Pria itu bangkit dari tempatnya duduk, kemudian berjalan mendekati Ganang yang juga berdiri dari tempatnya duduk. Mereka berdua saling berjabatan tangan, menyepakati. Berbeda dengan Arumi yang memasang wajah dingin dan tidak bersahabat pada Ganang.
"Senang bisa berkenalan dengan anda, Pak Hadi."
"Apalagi saya, yang tidak menduga bakal bertemu dengan orang hebat seperti anda, Pak Ganang. Suatu kehormatan bagi saya."
Arumi kemudian ikut bangkit dari tempatnya duduk, menghampiri Ganang dan atasannya. Setelah berjabat tangan dengan pak Hadi, Ganang mengulurkan tangannya pada Arumi, kemudian menjabat erat tangan gadis itu.

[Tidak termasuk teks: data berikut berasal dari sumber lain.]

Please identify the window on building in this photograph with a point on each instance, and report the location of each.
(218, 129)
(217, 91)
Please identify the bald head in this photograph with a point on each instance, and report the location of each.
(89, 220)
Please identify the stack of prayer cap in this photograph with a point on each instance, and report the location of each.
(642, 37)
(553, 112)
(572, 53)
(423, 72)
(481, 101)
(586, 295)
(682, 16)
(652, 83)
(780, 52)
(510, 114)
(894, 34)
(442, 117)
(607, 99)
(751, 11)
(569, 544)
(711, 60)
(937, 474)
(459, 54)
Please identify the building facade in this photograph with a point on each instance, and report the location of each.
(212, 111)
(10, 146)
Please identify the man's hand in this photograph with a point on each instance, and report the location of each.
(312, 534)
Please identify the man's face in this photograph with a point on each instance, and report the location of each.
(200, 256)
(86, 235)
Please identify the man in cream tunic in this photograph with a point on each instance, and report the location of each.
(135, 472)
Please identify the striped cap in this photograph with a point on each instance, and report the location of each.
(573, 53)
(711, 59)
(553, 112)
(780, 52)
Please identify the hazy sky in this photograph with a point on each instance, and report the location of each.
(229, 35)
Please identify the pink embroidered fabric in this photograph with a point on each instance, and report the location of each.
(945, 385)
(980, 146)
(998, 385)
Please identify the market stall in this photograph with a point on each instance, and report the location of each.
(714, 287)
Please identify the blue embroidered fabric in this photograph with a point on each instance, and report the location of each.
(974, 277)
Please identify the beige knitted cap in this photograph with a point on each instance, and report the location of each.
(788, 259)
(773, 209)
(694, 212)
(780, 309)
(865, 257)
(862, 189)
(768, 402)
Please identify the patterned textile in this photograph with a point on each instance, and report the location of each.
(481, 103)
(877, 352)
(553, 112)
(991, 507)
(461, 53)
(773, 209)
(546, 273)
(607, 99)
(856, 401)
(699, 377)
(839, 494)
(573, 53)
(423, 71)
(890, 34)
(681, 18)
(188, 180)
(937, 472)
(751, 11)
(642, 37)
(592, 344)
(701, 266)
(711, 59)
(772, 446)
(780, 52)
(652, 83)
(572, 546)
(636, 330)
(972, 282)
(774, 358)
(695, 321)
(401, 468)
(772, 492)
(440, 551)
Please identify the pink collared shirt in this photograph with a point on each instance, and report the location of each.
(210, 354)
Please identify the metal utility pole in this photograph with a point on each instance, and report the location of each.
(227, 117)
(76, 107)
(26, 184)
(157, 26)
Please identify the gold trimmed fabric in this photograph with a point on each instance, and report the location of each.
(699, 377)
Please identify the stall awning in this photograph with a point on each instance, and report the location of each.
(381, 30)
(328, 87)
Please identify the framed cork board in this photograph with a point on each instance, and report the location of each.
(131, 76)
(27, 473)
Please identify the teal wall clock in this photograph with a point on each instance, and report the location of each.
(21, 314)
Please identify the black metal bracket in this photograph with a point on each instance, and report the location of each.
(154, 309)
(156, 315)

Jemari tangan mungil yang halus di genggaman tangan Ganang seolah enggan untuk dilepaskan. "Semoga kita bisa bertemu kembali," ucap Ganang mantap sambil menatap mata coklat Arumi yang seolah menhipnotisnya. Ganang seolah tenggelam di kedalaman mata bundar berwarna coklat itu. Ada getaran yang masih ragu dimaknaina kali ini. Getar asing yang memabukkan dan bermain-main dengan angannya.

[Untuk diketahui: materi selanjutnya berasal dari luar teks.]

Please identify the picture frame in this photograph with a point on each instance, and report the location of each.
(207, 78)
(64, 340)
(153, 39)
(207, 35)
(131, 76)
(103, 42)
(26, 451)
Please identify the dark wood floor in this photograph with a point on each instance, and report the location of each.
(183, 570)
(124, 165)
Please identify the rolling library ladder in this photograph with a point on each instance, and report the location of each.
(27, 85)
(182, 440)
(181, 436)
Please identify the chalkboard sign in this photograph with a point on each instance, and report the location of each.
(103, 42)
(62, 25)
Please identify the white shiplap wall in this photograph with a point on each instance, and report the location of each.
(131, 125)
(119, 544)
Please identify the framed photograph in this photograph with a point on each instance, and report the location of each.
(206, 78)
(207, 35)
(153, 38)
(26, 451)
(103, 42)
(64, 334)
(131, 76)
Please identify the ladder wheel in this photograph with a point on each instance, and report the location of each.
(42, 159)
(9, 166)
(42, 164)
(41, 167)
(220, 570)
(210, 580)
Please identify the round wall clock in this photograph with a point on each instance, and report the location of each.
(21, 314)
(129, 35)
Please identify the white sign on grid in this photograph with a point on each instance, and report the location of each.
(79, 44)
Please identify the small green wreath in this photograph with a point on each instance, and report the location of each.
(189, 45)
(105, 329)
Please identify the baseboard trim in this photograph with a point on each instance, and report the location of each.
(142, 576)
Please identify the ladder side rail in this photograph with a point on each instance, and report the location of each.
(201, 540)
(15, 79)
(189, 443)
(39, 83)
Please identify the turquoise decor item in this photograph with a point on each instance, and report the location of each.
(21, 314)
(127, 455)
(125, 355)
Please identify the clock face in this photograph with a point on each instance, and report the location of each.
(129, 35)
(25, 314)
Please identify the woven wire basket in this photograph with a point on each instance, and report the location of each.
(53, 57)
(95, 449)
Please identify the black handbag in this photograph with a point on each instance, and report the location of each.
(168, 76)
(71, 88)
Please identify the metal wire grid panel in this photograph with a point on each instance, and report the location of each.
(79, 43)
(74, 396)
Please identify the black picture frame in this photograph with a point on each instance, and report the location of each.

"Saya tidak berharap demikian," gumam Arumi membuat Ganang tertawa pelan.
Arumi melepaskan genggaman tangan Ganang dari tangannya. Kemudian ia berjalan beriringan dengan pak Hadi menuju pintu keluar dari ruang kerja Ganang.
Sherly berjalan mengekori mereka, mengantarkan hingga tamu keluar dari ruangan menuju ke lantai dasar. Kalau saja bukan karena mempertahankan egonya, Ganang akan segera menyusul Arumi ke lantai dasar.
Atau bahkan memohon dengan sangat untuk mengantarkannya pulang. Namun, itu semua tidak dilakukan oleh Ganang. Dia perlu mempertahankan image-nya dengan baik di hadapan klien.
Sepeninggalnya Arumi dan pak Hadi, Ganang duduk kembali di kursi putarnya. Membayangkan wajah cantik Arumi yang enggan berlalu dari bayangannya. Sungguh benar-benar tenggelam dibuatnya.
"Arumi Kinanti, Arumi Kinanti, Arumi Kinanti." Ganang berulang kali menyebut nama itu. Nama yang begitu akrab terdengar di telinganya, membuatnya berpikir keras untuk mengingat nama itu berulang kali.
"Dimana aku pernah mendengar nama ini? Nama yang tidak asing bagiku?" gumam Ganang putus asa.